Exercise as you get older

Physical activity and exercise can help you stay healthy, energetic and independent as you get older.

Many adults aged 65 and over spend, on average, 10 hours or more each day sitting or lying down, making them the most sedentary age group.

They're paying a high price for their inactivity, with higher rates of falls, obesity, heart disease and early death compared with the general population.

As you get older, it becomes even more important to remain active if you want to stay healthy and maintain your independence.

If you do not stay active, all the things you've always enjoyed doing and taken for granted may start to become that little bit harder.

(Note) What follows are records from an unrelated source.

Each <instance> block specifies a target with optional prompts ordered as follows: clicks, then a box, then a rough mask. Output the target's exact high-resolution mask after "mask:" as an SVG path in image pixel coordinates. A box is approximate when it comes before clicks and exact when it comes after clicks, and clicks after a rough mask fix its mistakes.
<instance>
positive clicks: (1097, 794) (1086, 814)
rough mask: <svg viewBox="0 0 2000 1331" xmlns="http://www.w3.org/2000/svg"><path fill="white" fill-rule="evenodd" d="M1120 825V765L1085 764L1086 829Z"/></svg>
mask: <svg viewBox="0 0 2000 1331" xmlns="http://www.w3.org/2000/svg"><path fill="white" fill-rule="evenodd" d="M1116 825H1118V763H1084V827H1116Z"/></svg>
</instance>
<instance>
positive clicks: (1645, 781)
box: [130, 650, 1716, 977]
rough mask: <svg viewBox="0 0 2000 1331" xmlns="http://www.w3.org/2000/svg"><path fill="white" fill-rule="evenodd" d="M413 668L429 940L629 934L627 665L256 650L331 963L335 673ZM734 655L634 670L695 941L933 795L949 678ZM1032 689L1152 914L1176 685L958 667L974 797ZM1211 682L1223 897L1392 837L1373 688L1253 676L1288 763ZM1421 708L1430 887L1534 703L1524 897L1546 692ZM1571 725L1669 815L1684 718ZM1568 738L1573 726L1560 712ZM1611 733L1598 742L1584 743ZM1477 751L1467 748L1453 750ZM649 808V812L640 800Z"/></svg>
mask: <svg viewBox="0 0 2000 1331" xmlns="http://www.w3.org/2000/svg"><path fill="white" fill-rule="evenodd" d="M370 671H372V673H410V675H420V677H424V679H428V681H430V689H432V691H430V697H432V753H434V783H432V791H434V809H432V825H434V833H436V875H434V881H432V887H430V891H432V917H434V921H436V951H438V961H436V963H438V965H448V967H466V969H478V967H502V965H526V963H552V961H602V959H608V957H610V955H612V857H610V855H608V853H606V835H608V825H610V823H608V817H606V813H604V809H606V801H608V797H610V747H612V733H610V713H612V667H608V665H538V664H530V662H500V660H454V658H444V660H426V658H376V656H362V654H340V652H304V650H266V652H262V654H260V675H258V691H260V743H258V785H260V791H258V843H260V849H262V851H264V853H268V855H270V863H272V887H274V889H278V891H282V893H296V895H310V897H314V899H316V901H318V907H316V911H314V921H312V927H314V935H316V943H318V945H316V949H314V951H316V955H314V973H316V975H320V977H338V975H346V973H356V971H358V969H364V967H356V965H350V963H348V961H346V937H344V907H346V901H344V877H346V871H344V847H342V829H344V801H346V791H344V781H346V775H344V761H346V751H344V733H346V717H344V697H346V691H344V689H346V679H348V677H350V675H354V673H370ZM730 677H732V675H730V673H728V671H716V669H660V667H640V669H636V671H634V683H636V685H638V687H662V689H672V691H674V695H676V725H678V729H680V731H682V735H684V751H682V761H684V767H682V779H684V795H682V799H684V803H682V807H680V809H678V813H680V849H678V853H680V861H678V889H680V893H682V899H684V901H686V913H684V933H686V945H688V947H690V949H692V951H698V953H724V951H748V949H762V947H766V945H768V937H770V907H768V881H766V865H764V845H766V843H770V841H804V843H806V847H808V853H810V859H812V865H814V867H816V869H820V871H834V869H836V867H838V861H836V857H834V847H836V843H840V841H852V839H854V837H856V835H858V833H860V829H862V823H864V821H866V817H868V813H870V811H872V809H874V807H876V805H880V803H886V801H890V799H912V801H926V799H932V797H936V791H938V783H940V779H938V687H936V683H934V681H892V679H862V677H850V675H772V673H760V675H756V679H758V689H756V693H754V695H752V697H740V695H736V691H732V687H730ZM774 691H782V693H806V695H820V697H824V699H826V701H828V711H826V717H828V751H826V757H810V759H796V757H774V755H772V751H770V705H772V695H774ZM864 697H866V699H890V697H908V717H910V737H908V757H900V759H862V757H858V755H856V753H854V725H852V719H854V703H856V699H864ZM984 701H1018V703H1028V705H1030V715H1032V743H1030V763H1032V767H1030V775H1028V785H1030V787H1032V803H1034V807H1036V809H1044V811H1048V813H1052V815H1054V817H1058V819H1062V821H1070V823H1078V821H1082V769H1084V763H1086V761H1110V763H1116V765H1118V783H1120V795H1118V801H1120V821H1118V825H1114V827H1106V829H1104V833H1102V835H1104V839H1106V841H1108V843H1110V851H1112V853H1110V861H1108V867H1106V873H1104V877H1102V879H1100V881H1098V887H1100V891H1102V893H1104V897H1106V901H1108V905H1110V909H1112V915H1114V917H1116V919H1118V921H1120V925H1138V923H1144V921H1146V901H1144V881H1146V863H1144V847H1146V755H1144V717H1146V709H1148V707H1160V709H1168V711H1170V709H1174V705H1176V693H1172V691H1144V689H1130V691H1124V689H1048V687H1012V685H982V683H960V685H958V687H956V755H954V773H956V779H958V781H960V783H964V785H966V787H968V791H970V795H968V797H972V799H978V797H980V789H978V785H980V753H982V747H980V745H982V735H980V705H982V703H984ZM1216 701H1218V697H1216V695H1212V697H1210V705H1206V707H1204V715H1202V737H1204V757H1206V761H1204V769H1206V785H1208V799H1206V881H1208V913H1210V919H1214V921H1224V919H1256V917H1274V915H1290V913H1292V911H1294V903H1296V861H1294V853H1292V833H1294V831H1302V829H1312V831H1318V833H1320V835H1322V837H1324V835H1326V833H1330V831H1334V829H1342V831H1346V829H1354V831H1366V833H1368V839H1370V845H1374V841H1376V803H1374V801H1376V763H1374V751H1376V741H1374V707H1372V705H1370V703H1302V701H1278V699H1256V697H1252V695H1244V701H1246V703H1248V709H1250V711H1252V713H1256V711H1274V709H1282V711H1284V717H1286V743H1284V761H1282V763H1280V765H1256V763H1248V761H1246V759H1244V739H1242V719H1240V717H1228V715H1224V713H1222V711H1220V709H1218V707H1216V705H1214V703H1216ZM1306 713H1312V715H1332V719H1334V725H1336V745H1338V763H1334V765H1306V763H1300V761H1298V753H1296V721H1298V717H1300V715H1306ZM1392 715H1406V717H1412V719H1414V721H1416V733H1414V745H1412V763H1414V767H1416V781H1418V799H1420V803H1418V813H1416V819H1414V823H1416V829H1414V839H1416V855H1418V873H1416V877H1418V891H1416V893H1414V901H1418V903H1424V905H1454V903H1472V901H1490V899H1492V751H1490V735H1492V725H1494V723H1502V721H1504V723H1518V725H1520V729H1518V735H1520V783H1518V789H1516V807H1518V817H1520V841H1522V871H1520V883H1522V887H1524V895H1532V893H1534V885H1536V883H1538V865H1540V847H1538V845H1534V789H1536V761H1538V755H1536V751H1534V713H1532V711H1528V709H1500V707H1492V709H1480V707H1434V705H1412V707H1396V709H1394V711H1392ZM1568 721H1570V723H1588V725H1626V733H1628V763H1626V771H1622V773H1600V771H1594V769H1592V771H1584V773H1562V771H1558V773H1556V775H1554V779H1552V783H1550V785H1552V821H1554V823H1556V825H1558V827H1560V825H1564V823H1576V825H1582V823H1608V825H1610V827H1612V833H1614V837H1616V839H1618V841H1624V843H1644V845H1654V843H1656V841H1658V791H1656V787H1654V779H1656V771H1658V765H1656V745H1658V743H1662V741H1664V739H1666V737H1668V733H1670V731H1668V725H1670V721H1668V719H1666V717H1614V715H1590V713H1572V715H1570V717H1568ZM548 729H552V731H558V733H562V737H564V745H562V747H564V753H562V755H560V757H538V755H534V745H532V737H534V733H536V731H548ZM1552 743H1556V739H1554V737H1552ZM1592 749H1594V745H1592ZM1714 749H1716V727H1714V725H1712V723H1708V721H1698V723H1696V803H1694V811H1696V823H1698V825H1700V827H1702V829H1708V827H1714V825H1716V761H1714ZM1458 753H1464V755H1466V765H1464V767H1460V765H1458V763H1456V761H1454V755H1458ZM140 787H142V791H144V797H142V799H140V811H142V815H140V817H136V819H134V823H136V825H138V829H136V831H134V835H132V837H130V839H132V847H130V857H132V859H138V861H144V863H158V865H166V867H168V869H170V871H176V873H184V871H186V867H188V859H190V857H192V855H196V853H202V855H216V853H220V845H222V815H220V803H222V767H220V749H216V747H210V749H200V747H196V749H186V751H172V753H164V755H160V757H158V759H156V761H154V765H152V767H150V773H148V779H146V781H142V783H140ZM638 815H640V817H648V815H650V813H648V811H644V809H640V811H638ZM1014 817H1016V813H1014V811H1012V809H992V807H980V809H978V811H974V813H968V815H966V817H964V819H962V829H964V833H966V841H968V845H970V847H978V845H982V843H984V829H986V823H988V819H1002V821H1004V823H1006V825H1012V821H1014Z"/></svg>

You may struggle to pursue simple pleasures, such as playing with the grandchildren, walking to the shops, leisure activities and meeting up with friends.

You might start to get aches and pains you never had before and have less energy to go out. You may also be more vulnerable to falling. 

This can all lead to being less able to look after yourself and do the things you enjoy.


Adults aged 65 or older who are generally fit and have no health conditions that limit their mobility should try to be active daily.

You should do:

at least 150 minutes of moderate aerobic activity such as cycling or walking every week and strength exercises on 2 or more days a week that work all the major muscles (legs, hips, back, abdomen, chest, shoulders and arms)

Or  

75 minutes of vigorous aerobic activity such as running or a game of singles tennis every week and strength exercises on 2 or more days a week that work all the major muscles (legs, hips, back, abdomen, chest, shoulders and arms)

Or

a mix of moderate and vigorous aerobic activity every week (for example, two 30-minute runs plus 30 minutes of brisk walking equates to 150 minutes of moderate aerobic activity) and strength exercises on 2 or more days a week that work all the major muscles (legs, hips, back, abdomen, chest, shoulders and arms)

You should also try to break up long periods of sitting with light activity, as sedentary behaviour is now considered an independent risk factor for ill health, no matter how much exercise you do.